In what is probably an intentional move, the usually bustling metropolis of Tokyo feels empty with no humans roaming around, though there are plenty of Visitors around most corners to keep Akito busy. This isn’t the best looking game on the system, but it is no slouch. The game also runs very well – I came across no significant bugs or crashes of any type, even when the screen was packed with enemies and graphical effects.

As usual, I chose to play through the game with the Japanese voice track rather than the English option. For this game it definitely feels the right way to go, though the English voice acting here is also quite decent. The sound effects, particularly those for elemental attacks and ripping cores out of visitors, are chunky and provide a good weighty feeling to battles. There are some minor sound effects that play when roaming around the city that are also extremely helpful in locating collectibles or traversal assistance. The haunting soundtrack here provides great atmosphere to the proceedings and matches the overall Japanese aesthetic of the title without ever feeling overbearing or unwelcome.

The game’s soundtrack uses plenty of traditional Japanese instruments to lend an authentic sound.

This track, “Salvation”, draws upon folk music while adding a distinctly eerie musical style.

The features of the Dual Sense controller are leaned upon heavily to increase immersion in the game, and I believe that the developers did an absolutely cracking job here. Haptic feedback is used throughout the game in various ways to make you feel what is happening on screen, such as the pattering of rain, or the pull of an enemy’s core as you rip it from their body. Meanwhile, the adaptive triggers provide a different type of feedback with every mode of attack. The best feature through is that KK’s voice is projected simultaneously through your TV/Sound system and the Dual Sense controller’s speaker – this is a genius implementation of the technology created by Sony. I would be interested to know whether KK’s presence in Akito’s hand was a choice made before or after the programming of the Dual Sense speaker feature. In either case: chef’s kiss.

Talk to the hand.


Ghostwire: Tokyo is a relatively short game – particularly when compared to true open world games that can have upwards of 100 hours of playtime. I completed my adventure including a good chunk of the side content in about 20 hours and there would be another 10-20 hours worth of game time for those looking to complete 100% of the activities.

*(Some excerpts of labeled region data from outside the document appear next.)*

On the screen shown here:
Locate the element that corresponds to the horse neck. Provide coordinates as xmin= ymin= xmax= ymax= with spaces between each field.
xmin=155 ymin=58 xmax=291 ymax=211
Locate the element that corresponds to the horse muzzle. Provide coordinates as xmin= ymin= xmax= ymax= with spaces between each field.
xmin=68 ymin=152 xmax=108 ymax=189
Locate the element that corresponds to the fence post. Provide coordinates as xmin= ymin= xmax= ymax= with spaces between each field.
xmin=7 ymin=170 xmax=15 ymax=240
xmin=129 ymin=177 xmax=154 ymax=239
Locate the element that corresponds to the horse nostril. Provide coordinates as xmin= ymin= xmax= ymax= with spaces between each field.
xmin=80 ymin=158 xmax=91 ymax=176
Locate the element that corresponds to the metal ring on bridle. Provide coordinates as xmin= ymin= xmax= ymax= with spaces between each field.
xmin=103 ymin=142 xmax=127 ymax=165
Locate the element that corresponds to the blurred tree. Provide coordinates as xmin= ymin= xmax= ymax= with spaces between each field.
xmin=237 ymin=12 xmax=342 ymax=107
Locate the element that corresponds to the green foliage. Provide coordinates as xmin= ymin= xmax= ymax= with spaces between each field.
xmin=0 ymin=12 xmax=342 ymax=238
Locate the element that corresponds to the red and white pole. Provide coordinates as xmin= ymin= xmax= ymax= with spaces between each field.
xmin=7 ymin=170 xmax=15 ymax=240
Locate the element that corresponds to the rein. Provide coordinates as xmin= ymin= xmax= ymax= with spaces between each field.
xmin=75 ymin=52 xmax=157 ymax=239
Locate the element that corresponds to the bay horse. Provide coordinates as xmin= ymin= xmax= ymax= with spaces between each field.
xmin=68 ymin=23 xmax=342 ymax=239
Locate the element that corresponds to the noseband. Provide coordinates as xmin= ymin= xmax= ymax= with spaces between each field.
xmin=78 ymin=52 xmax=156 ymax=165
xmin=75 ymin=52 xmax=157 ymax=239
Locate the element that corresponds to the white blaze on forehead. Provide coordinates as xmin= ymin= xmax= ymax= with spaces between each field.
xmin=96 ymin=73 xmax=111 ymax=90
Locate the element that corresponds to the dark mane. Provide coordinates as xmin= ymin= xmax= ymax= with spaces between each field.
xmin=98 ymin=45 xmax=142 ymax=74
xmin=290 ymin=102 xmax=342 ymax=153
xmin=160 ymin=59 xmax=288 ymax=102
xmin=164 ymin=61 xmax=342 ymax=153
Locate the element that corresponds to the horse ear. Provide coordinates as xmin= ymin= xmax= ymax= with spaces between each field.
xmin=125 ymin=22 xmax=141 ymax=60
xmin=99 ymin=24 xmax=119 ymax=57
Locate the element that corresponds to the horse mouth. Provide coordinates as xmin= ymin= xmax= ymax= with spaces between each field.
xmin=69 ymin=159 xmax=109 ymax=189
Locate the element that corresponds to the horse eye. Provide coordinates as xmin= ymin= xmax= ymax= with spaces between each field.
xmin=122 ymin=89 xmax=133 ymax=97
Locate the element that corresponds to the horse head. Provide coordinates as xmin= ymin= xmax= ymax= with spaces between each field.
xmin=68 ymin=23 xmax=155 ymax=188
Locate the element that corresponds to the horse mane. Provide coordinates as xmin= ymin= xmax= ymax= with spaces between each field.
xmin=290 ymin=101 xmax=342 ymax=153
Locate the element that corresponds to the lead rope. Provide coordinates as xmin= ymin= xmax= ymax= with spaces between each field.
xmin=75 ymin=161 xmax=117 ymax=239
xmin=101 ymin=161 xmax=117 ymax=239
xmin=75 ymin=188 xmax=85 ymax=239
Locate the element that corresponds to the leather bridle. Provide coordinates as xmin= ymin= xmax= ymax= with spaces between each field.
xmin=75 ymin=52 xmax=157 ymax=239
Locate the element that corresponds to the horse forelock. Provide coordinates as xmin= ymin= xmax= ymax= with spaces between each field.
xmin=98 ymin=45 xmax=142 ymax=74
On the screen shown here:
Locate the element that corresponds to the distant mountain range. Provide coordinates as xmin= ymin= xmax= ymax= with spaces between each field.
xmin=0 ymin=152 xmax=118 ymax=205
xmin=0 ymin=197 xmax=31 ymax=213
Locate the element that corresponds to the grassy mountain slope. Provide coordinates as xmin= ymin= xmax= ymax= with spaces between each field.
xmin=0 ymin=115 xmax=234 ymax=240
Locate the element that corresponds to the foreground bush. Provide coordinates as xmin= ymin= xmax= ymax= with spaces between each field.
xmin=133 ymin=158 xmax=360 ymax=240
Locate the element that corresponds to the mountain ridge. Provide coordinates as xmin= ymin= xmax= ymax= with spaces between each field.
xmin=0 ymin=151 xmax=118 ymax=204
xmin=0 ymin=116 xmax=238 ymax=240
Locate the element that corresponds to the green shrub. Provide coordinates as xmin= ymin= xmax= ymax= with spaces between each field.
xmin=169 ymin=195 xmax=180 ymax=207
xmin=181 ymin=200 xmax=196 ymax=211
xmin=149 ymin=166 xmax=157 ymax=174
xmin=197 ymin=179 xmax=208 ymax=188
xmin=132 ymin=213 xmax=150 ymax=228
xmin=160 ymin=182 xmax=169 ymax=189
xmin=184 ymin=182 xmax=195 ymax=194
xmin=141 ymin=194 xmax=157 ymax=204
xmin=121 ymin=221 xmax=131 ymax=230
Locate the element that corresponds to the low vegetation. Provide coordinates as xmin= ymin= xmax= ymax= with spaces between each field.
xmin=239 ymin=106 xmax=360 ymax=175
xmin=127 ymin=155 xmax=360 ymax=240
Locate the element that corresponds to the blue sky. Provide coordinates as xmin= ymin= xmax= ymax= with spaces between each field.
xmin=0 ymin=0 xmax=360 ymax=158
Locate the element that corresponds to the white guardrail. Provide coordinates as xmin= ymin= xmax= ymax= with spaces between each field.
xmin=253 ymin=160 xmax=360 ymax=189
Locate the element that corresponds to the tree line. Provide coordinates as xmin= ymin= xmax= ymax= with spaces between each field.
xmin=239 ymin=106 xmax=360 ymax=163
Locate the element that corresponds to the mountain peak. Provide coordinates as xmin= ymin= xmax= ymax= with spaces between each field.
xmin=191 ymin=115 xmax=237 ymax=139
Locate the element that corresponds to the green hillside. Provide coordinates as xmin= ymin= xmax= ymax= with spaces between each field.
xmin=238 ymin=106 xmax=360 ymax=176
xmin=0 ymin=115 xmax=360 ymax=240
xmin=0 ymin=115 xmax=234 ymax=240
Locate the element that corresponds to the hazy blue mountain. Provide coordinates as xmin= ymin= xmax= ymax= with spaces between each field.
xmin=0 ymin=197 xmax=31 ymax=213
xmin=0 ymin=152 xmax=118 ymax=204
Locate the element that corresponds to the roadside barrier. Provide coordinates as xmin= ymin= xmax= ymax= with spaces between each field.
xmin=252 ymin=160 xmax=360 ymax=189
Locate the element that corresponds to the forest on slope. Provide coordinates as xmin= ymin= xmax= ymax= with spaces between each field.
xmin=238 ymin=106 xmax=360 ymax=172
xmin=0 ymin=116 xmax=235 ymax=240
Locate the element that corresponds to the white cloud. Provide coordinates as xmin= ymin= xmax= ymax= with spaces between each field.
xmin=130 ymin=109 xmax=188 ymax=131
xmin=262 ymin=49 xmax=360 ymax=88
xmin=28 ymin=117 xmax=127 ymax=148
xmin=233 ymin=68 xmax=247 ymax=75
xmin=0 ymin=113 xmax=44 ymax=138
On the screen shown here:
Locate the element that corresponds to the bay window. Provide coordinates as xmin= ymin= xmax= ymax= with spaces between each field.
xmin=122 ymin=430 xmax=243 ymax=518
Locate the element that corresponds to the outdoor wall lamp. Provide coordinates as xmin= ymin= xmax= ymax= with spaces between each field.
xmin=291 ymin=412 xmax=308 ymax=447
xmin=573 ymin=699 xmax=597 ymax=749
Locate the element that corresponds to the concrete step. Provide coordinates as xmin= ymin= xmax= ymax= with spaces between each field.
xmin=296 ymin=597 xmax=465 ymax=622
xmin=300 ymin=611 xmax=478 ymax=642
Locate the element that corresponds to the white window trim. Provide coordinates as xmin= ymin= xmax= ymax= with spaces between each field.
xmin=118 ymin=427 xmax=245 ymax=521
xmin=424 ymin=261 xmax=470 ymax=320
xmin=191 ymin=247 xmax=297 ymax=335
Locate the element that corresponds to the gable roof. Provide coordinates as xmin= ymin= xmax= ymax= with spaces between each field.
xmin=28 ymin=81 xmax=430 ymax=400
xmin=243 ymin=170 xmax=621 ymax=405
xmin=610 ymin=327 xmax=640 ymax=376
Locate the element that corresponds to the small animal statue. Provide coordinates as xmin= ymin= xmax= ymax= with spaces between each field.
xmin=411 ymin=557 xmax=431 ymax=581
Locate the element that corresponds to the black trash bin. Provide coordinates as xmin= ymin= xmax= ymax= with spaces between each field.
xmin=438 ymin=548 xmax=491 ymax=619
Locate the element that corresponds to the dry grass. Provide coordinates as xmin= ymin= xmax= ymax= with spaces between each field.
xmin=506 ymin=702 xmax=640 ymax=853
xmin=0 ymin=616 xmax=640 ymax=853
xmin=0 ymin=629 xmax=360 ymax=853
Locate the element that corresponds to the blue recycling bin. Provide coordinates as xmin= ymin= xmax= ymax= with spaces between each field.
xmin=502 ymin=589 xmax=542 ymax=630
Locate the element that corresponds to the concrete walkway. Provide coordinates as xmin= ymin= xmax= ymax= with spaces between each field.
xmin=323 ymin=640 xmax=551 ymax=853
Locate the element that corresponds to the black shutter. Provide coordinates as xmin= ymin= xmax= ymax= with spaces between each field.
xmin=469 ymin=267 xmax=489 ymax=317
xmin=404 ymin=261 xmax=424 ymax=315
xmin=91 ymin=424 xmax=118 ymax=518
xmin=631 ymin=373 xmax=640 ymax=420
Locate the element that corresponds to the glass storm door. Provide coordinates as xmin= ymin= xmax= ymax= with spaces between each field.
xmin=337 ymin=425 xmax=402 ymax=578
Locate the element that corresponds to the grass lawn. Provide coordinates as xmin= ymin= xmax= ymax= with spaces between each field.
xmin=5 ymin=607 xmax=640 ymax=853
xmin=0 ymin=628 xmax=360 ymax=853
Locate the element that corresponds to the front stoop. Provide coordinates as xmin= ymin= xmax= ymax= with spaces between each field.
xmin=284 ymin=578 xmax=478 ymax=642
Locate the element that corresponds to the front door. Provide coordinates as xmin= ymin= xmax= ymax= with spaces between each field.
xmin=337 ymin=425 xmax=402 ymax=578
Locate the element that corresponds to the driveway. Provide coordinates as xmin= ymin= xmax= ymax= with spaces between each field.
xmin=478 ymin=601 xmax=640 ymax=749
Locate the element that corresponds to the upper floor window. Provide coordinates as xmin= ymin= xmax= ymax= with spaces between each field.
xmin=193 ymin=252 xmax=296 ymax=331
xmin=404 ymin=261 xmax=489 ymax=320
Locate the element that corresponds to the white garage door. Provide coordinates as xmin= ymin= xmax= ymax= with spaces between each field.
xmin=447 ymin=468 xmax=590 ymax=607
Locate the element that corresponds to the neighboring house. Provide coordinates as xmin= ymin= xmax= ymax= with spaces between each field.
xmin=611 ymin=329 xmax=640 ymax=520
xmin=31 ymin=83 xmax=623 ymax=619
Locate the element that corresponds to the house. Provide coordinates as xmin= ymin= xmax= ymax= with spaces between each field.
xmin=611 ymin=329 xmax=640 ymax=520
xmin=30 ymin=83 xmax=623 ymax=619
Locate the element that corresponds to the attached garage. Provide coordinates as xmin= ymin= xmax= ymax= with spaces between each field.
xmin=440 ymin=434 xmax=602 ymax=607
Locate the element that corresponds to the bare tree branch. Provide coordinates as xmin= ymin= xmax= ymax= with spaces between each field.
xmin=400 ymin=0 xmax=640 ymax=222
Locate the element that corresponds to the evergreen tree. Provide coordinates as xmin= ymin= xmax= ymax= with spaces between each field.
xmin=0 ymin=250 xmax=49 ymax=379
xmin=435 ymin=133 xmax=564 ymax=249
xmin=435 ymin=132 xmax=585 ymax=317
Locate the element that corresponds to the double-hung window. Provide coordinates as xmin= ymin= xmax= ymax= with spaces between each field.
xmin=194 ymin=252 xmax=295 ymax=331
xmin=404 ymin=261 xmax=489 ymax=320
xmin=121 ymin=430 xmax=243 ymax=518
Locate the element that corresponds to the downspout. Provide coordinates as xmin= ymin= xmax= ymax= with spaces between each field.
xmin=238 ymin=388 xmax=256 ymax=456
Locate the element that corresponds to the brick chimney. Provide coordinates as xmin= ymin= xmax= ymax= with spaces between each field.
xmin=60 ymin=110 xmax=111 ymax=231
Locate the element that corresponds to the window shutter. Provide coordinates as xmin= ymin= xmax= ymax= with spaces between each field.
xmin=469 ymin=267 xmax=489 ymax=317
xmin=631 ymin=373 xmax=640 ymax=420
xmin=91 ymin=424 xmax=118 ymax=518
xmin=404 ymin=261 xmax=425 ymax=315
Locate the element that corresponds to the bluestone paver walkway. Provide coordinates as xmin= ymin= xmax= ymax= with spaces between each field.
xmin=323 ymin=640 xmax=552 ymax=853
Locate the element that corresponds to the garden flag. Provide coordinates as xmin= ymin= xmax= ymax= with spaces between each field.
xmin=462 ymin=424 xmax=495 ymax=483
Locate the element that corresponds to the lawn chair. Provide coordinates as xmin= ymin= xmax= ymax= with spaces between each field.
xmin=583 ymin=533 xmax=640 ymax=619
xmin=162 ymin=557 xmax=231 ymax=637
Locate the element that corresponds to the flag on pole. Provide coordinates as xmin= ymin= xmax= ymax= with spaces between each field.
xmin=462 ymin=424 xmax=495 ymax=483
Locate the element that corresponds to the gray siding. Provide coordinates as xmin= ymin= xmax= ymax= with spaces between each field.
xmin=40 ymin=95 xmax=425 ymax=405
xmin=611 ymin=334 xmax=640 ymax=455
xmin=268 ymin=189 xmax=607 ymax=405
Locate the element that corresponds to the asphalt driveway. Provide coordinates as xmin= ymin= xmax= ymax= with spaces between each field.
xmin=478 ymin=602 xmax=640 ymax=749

At least he’s following government recommendations.

Whilst the combat and progression model of the game is somewhat weak compared to the top-notch design and graphical presentation, the game is of an appropriate length where I still felt engaged throughout the adventure.

Such a great game, it is worth dropping your pants for.

A storyline that does the job of keeping you engaged without being amazing is tied together with some truly excellent set-piece moments and the innovative and immersive technology of the PS5 Dual Sense controller. Ghostwire Tokyo was a game that I enjoyed, and is easy to recommend to anyone looking for a semi-open-world ghostly romp through Tokyo. The deficiencies in the game are minor and easily overlooked due to the cracking high-points in presentation and atmosphere.

So, why should you play it?

      • Because Tokyo is the best city and the world, and any excuse to go there (even digitally) is good
      • You know (or what to learn about) Japanese culture
      • Mindblowing set pieces presented in a harrowing atmosphere that shouldn’t be missed

But, why shouldn’t you play it?

      • You dislike Japan (please note – we can’t be friends)
      • Horror games or themes aren’t your cup of tea

A review code on PlayStation 5 was kindly provided by Bethesda for the purpose of this review.